Running a successful business is difficult. I know. I used to own one. Every business wants to grow and add jobs, but to do so they must first navigate a long list of obstacles: taxes, liability insurance, regulation, the costs of things like fuel and raw materials, and competition.

Short of hiring more postal workers and park rangers, the government cannot simply "create" new jobs. What it can do is make it easier, or harder, for businesses to prosper and hire. I'm sorry to say the actions of Congress and the White House this year have provided a strong disincentive to adding jobs.

The national energy tax or "cap and trade" bill passed by the House; the current push for federally run, regulated, and mandated health insurance; and the expiration of the 2001 tax cuts are the political equivalents of standing on Main Street with a bullhorn shouting: "Do not hire!" Each throws gasoline on the fire of unemployment.

When the "cap and trade" bill was introduced, a bipartisan majority of the Pennsylvania Utilities Commission sent a memo to Congress warning, "We are far from convinced that the negative impacts this legislation could have on our state's economy are fully understood." They predicted the bill could cost the Commonwealth 66,000 jobs as the price of electricity shoots up. (Go to www.house.gov/pitts to see my ideas for protecting the environment through clean energy.)

The health "reform" bill the House of Representatives may soon pass would give struggling businesses a Hobson's choice between offering a benefit they can't presently afford or paying an eight percent payroll tax they can't afford either. Either way, many will be forced to layoff workers to comply. (There are better ways to make sure their workers can get health insurance.) The bill also does absolutely nothing to reign in frivolous and excessive litigation, keeping insurance costs high and preventing job creation.

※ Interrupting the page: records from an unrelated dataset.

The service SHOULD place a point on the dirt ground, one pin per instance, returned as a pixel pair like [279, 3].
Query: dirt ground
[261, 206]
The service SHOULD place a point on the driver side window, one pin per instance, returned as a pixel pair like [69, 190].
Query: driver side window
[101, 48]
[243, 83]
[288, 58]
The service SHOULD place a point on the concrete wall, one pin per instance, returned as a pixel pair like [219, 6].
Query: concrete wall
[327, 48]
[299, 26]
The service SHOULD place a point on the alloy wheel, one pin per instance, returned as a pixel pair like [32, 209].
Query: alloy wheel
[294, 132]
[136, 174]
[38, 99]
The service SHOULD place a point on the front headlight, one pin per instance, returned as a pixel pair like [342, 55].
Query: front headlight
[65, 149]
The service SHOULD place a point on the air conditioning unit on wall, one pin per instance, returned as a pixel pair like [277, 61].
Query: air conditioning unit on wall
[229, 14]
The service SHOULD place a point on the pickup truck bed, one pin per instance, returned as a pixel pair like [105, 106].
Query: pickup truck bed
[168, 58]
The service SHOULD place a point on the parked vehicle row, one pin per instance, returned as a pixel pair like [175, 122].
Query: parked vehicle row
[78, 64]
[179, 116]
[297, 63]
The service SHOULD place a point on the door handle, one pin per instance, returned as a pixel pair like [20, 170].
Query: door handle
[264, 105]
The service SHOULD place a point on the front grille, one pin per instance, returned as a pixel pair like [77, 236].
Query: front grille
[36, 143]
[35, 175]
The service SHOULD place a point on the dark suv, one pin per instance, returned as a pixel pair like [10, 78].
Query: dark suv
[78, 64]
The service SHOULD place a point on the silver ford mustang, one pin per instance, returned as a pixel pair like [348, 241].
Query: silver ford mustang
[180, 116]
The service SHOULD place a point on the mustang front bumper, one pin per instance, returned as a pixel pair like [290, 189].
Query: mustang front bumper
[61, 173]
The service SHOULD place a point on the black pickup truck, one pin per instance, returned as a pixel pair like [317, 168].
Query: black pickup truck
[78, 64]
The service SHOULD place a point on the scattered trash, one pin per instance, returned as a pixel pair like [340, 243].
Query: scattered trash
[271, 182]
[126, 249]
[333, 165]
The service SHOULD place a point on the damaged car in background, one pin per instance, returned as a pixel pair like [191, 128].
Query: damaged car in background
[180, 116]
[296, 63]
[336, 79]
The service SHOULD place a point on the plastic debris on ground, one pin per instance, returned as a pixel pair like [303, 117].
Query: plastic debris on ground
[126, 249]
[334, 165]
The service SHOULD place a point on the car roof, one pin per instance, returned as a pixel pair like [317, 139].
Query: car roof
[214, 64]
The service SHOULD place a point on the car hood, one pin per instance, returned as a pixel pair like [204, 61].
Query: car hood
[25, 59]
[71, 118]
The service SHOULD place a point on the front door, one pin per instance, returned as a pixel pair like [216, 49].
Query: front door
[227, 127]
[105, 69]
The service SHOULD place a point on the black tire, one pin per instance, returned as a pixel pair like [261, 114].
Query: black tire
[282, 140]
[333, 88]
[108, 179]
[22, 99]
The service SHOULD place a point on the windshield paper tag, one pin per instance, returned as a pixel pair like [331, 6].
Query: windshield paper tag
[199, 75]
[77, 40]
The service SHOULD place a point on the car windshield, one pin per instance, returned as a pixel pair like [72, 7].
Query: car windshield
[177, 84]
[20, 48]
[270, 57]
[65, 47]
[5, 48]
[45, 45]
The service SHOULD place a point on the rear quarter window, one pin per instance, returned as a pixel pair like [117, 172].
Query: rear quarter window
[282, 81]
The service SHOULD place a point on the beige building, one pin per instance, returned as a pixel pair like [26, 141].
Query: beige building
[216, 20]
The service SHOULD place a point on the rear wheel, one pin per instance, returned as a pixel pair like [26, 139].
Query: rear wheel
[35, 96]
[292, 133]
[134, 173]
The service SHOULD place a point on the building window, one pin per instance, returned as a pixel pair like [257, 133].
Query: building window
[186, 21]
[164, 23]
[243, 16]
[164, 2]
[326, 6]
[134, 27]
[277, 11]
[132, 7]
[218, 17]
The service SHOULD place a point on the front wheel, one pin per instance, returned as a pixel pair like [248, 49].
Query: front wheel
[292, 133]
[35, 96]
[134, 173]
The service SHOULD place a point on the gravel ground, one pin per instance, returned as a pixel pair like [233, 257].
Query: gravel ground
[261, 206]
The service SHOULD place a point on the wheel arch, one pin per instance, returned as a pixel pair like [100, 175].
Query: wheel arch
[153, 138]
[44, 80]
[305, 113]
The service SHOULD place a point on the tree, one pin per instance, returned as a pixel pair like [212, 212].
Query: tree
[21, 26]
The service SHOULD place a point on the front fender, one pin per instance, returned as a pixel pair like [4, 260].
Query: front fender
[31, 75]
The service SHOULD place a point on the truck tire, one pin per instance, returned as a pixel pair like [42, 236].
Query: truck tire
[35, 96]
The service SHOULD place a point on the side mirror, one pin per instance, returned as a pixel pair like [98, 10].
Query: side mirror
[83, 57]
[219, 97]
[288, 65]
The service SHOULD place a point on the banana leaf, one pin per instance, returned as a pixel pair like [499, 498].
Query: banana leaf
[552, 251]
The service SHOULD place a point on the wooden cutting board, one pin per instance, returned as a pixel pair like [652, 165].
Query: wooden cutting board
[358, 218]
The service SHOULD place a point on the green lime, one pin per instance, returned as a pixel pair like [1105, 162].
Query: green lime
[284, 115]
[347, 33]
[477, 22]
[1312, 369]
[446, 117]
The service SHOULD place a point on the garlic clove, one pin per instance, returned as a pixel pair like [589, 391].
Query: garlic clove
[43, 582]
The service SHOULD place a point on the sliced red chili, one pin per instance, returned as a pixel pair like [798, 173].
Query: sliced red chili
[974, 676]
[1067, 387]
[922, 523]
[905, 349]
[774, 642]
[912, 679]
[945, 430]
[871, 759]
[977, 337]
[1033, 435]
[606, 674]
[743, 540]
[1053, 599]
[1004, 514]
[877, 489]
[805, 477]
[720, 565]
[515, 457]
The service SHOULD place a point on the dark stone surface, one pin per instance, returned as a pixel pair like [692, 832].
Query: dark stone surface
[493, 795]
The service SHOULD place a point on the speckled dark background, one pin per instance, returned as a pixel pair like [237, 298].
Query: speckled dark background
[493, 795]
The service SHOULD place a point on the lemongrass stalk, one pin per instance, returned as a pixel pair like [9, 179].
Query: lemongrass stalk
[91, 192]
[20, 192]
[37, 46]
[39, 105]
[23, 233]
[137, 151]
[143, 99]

In 2001, Congress reduced taxes for every American--including those wealthy enough to start and expand businesses and create jobs. Eager for more money to spend, Congress and the President plan to let those tax cuts expire next year. This will amount to the largest single tax increase in American history and create yet another strong disincentive to entrepreneurship and job creation.

Jobs are not created by government. Prosperity isn't either. Jobs and prosperity are created by risk-taking entrepreneurs, successful businesses, and hardworking Americans who take pride in what they do. Government can make this process easier or government can make this process harder. Sadly, this President and this Congress have made it much harder at a time when America could least afford it.